In some situations, an administrator of System Center Mobile Device Manager 2008 (SCMDM) must manually request a Gateway Configuration Management (GCM) certificate from the Certificate Authority's (CA) web enrollment page. If the server hosting the web enrollment page has been updated with the hotfix described in Knowledge Base article KB922706, the option to "Store certificate in the local computer certificate store " will not appear.
The hotfix changes the web enrollment page to support clients using Windows Vista, Windows Server 2008, Windows 7 and later clients. The underlying ActiveX control invoked by the "Store certificate in the local computer certificate store" checkbox no longer runs when the fix is applied, even if the client requesting the certificate is running an OS prior to Windows Vista.
1) One workaround would be to install only the web enrollment tool on a server hosting IIS, and pointing to the issuing CA currently used by SCMDM. Do not install the hotfix for 922706 on this server. The "Store certificate in the local computer certificate store " checkbox should be available.

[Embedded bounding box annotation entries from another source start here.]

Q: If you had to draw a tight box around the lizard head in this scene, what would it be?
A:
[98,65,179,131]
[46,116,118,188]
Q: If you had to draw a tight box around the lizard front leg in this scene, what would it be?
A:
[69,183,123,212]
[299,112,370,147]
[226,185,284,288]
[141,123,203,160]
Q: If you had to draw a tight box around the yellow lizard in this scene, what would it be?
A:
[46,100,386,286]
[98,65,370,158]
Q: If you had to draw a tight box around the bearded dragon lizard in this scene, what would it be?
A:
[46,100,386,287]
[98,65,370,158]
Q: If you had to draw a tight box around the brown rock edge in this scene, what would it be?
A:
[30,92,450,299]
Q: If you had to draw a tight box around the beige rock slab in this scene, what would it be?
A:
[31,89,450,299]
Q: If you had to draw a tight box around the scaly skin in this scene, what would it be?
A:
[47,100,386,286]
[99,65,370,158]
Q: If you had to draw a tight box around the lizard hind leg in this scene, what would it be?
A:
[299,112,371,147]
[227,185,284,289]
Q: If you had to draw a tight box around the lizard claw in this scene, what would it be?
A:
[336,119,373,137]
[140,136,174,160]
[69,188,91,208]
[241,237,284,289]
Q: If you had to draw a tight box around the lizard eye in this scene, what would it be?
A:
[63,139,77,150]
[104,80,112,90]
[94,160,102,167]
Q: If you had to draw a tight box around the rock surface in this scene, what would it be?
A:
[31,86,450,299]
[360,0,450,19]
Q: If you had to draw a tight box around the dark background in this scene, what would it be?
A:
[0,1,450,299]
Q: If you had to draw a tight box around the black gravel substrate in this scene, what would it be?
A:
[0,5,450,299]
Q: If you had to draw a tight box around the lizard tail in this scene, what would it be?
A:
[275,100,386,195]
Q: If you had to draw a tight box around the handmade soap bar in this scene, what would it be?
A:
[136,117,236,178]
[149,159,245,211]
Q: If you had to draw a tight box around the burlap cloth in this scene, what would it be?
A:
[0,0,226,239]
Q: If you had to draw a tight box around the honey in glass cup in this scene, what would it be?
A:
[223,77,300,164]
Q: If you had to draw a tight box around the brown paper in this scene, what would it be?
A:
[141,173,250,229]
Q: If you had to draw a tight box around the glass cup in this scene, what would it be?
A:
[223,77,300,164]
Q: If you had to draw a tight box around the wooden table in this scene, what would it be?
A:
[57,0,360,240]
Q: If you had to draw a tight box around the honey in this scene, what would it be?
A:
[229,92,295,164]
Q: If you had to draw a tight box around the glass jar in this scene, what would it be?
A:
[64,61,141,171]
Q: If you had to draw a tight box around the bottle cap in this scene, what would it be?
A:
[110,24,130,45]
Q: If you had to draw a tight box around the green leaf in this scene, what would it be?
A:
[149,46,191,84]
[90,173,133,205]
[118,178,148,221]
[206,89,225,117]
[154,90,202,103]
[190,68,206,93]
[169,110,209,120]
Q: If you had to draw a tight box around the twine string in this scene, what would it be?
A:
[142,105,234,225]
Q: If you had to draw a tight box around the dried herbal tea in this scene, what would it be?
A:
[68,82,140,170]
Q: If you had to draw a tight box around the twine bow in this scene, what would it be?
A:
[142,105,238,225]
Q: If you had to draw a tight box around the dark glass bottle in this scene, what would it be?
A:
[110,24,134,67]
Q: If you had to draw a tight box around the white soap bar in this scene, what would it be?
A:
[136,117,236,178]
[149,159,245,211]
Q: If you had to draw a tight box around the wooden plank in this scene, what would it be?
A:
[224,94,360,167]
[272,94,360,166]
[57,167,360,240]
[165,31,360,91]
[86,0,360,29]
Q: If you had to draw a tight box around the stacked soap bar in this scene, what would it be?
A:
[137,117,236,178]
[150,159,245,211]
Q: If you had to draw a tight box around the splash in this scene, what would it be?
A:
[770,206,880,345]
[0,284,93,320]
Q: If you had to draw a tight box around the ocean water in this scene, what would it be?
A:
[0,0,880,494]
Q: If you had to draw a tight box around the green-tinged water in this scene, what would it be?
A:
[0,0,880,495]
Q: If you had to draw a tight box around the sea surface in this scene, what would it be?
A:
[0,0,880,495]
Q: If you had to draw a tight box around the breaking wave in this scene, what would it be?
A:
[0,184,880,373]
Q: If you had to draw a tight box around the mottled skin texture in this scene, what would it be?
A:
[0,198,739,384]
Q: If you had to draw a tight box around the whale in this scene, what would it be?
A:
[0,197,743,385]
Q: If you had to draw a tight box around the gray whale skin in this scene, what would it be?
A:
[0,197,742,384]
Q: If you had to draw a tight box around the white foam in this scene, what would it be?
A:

Note: If the web enrollment tool has been installed on a server hosting IIS that does not have the hotfix, but points to an issuing CA other than the one previously used by SCMDM, the certificate for the issuing CA must also be installed on any server receiving a certificate from the web enrollment tool.
2) An alternate workaround, if option 1 is not available:
Open a MMC on one of the CAs and add the Certificate Templates snap-in.
Double click on the SCMDMGCM template and go to the Request Handling tab of the property dialog.
Check the Allow private key to be exported checkbox. Click Apply. Click Ok.
Follow the section "Create and Install certificates from the SCMDMGCM Template" section of the Manual Certificate Procedures chapter of the SCMDM Deployment Guide.
Open a MMC on the DM server and add the Certificates snap-in for "My User Account". Add the Certificates snap-in for "Computer Account".
Under "Certificates - Current User", expand the Personal store, highlight Certificates.
Right click on the certificate issued using the GCM certificate template and choose Export. Select the option to export the private key and accept the default format. Save the certificate to the desktop.
Under "Certificates (Local Computer)", expand the Personal store, highlight Certificates.
Right click on Certificates, click on All Tasks, then select Import...
Browse to the file you just saved on the desktop.
Verify that the Place all certificates in the following store option is selected and that the Personal store of the local computer is selected.
Finish the "import certificate" wizard and verify that the GCM certificate (and private key) have been successfully imported.
Note: You will have to complete the Provide Network Service Permissions to the Certificate section of the Manual Certificate Procedures chapter after completing this workaround.